1. High-Performance Ingress for Azure Kubernetes AI Workloads


    When setting up a high-performance ingress for AI workloads in Azure Kubernetes Service (AKS), you'll want to ensure there's a combination of powerful networking capabilities and proper autoscaling for your workload demands. AKS is a managed container orchestration service provided by Azure, which simplifies the deployment, management, and operations of Kubernetes.

    The resources we'll define in our Pulumi program include:

    1. Azure Kubernetes Service (AKS): This will be our Kubernetes cluster where we can deploy our AI workloads. It provides a managed Kubernetes service where you can deploy your containers without managing the underlying Kubernetes infrastructure.

    2. Application Gateway Ingress Controller (AGIC): For handling ingress, we can use Azure's Application Gateway as an Ingress Controller, which allows us to utilize Azure's native managed application delivery controller that offers various Layer 7 load balancing capabilities.

    3. Virtual Network (VNet) and Subnets: We will create a virtual network and dedicated subnets for our AKS cluster. This setup allows us to connect Kubernetes services securely with other parts of our Azure infrastructure.

    4. Scaling Settings: We need to ensure we configure the auto-scaler settings properly for handling AI workloads efficiently. AI workloads can be demanding, so a proper scaling strategy is required to handle the load while optimizing cost.

    5. Node Pool: The AKS cluster will be configured with a node pool suitable for AI workloads. Depending on your specific needs, the node pool can be tailored with respect to the size and type of VMs.

    Below is a Python program written in Pulumi that sets up an Azure Kubernetes Service (AKS) with the necessary components for a performant ingress setup.

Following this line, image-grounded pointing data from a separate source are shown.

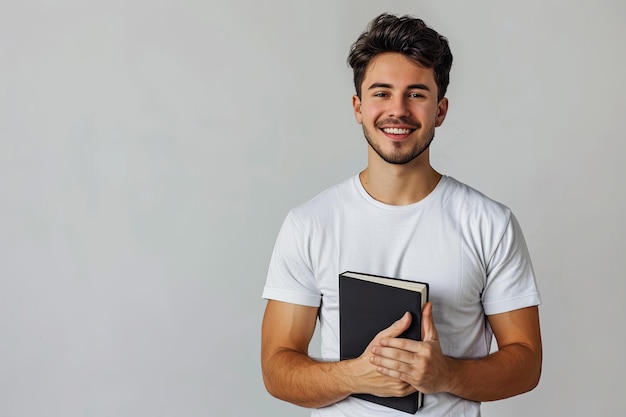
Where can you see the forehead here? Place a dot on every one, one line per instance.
(397, 70)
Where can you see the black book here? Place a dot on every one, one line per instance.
(369, 304)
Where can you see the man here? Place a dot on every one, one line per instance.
(401, 218)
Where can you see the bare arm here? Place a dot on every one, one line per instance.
(515, 368)
(291, 375)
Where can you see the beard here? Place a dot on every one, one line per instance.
(398, 156)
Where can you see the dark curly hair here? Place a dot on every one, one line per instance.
(406, 35)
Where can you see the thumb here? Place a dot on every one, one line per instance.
(397, 328)
(429, 332)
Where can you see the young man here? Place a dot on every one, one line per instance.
(401, 218)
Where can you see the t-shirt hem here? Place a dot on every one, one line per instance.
(291, 297)
(529, 300)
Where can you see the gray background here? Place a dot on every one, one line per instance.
(149, 151)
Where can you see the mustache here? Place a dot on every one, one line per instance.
(403, 121)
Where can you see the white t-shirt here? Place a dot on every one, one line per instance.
(469, 248)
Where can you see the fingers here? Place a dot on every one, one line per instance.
(398, 327)
(429, 332)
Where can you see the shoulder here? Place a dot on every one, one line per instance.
(472, 202)
(327, 203)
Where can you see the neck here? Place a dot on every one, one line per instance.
(399, 185)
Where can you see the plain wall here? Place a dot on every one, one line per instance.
(149, 152)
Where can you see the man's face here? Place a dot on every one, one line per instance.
(398, 108)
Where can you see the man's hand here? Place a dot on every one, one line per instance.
(366, 376)
(422, 365)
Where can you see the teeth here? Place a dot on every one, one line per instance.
(396, 131)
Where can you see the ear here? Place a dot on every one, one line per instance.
(442, 110)
(356, 106)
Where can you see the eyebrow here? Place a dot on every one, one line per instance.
(410, 87)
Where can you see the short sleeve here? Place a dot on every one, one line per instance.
(290, 276)
(511, 282)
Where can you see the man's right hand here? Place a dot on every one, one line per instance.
(367, 379)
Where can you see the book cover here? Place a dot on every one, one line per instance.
(370, 303)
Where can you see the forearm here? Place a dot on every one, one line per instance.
(295, 377)
(512, 370)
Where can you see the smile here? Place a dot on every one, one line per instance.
(396, 130)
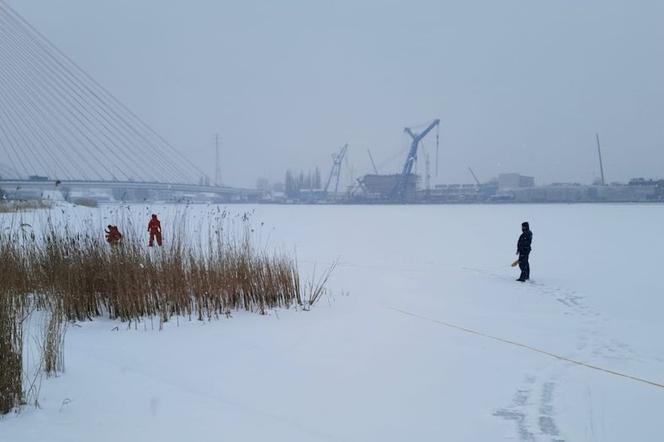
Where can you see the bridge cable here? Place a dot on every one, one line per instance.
(79, 116)
(42, 132)
(45, 42)
(110, 127)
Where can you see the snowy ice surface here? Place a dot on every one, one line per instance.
(355, 369)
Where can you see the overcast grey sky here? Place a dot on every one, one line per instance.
(519, 85)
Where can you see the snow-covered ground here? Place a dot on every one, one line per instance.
(378, 359)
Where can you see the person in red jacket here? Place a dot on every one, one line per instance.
(154, 227)
(113, 235)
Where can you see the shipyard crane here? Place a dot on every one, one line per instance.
(335, 172)
(474, 176)
(399, 191)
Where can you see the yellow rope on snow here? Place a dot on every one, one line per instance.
(528, 347)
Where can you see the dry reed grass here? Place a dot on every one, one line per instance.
(76, 276)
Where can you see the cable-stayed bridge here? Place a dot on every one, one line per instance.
(61, 128)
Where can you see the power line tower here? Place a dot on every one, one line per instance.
(601, 163)
(335, 172)
(217, 165)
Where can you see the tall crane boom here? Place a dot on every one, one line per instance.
(335, 172)
(399, 191)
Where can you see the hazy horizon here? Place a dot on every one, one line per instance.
(518, 86)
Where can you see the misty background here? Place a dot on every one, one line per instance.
(519, 86)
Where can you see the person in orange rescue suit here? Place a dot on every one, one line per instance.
(154, 227)
(113, 235)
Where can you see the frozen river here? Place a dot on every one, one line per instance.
(424, 336)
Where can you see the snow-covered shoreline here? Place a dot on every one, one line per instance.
(353, 368)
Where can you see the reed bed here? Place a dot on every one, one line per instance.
(77, 276)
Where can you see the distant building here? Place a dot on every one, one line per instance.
(509, 181)
(385, 184)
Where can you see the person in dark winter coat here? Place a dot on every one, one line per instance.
(154, 227)
(523, 250)
(113, 235)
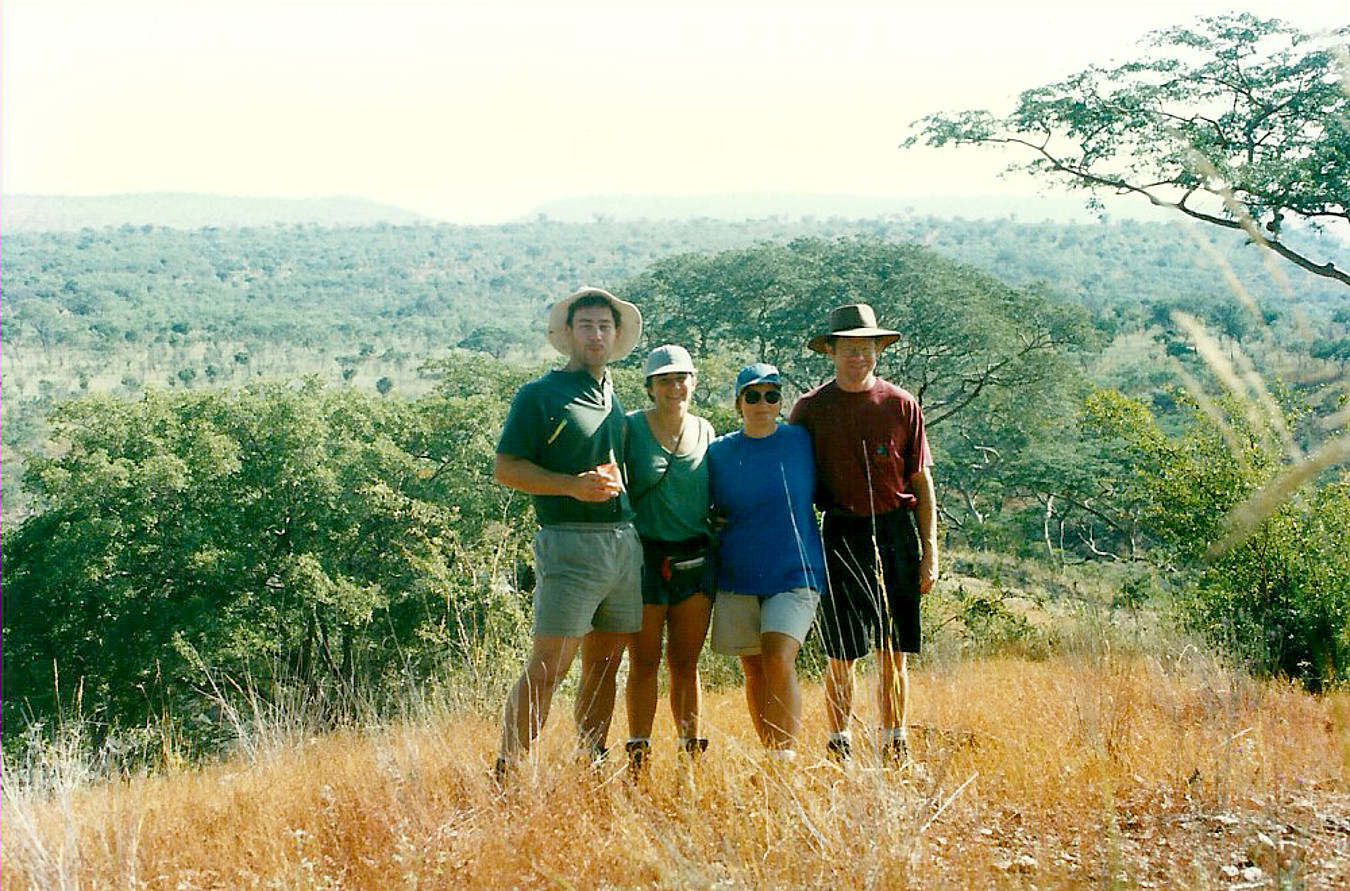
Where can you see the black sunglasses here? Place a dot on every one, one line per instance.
(772, 397)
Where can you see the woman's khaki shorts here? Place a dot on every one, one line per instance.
(740, 620)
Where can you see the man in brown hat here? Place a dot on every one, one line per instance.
(560, 444)
(874, 488)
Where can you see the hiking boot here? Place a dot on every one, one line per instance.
(695, 747)
(639, 752)
(897, 753)
(840, 752)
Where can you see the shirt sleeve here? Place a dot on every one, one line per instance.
(520, 432)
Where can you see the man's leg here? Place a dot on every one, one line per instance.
(839, 694)
(893, 689)
(594, 708)
(528, 701)
(893, 698)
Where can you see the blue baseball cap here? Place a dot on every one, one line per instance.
(758, 373)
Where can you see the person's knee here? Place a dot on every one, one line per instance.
(543, 675)
(643, 662)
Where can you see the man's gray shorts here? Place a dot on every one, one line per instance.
(587, 577)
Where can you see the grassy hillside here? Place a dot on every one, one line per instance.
(1075, 772)
(1071, 744)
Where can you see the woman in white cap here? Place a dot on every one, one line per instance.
(771, 566)
(667, 466)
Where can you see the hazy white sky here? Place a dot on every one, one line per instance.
(481, 111)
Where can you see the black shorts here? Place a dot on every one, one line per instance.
(672, 571)
(866, 609)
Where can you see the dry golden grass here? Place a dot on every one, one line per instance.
(1079, 771)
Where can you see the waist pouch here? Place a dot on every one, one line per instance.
(670, 558)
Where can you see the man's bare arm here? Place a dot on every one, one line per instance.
(925, 513)
(528, 477)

    import pulumi import pulumi_azure_native as azure_native from pulumi_azure_native import resources, containerservice from pulumi_azure_native.network import VirtualNetwork, Subnet # Create an Azure Resource Group resource_group = resources.ResourceGroup('ai_workload_rg') # Create an Azure Virtual Network and a Subnet for AKS vnet = VirtualNetwork( 'ai_vnet', resource_group_name=resource_group.name, address_space=azure_native.network.AddressSpaceArgs( address_prefixes=[''], ), location=resource_group.location ) subnet = Subnet( 'ai_subnet', resource_group_name=resource_group.name, address_prefix='', virtual_network_name=vnet.name, service_endpoints=['Microsoft.ContainerRegistry'], ) # Create an AKS cluster aks_cluster = containerservice.ManagedCluster( 'ai_aks_cluster', resource_group_name=resource_group.name, location=resource_group.location, agent_pool_profiles=[{ 'name': 'aiagentpool', 'count': 3, 'vm_size': 'Standard_DS3_v2', 'os_type': 'Linux', 'type': 'VirtualMachineScaleSets', 'mode': 'System', 'vnet_subnet_id': subnet.id, }], dns_prefix='aiworkload', enable_rbac=True, kubernetes_version='1.19.6', network_profile=containerservice.ContainerServiceNetworkProfileArgs( network_plugin='azure', service_cidr='', dns_service_ip='', docker_bridge_cidr='', load_balancer_sku='Standard', ), ) # Expose the Kubernetes cluster name and the kubeconfig pulumi.export('kubeconfig', aks_cluster.kube_config_raw) pulumi.export('cluster_name', aks_cluster.name)


    • We start by creating an Azure resource group. This is a logical container for Azure resources and will hold our AKS and related network resources.
    • We create a virtual network and define an address space for it. Inside this virtual network, we create a subnet dedicated to the AKS nodes.
    • The ManagedCluster resource is the key component of our program. It creates the AKS cluster within the specified resource group and location. We specify an agent pool profile that defines the size and count of nodes in the default pool, with a VM size that supports AI workloads (you can adjust this according to your specific workload requirements).
    • The network profile contains the settings for the AKS networking, specifying the use of Azure CNI plugin which allows the AKS cluster to communicate with the Virtual Network natively.
    • Finally, we export the raw Kubernetes configuration (kube_config_raw) to allow the user to interact with the AKS cluster using kubectl.

    Please note that you need to adjust the VM sizes, the node count, and the Kubernetes version to fit your specific scenario.

    Now, if you want to use the Application Gateway as an Ingress Controller (AGIC), you would integrate it into this setup. As AGIC specifics can considerably vary based on your architecture, please refer to the official Azure documentation for the most up-to-date guidance.

    The Pulumi program can be extended to create the Application Gateway and configure it as an ingress controller for your AKS cluster. You must ensure you have the correct permissions and prerequisites set up in your Azure environment to create and manage these resources through Pulumi.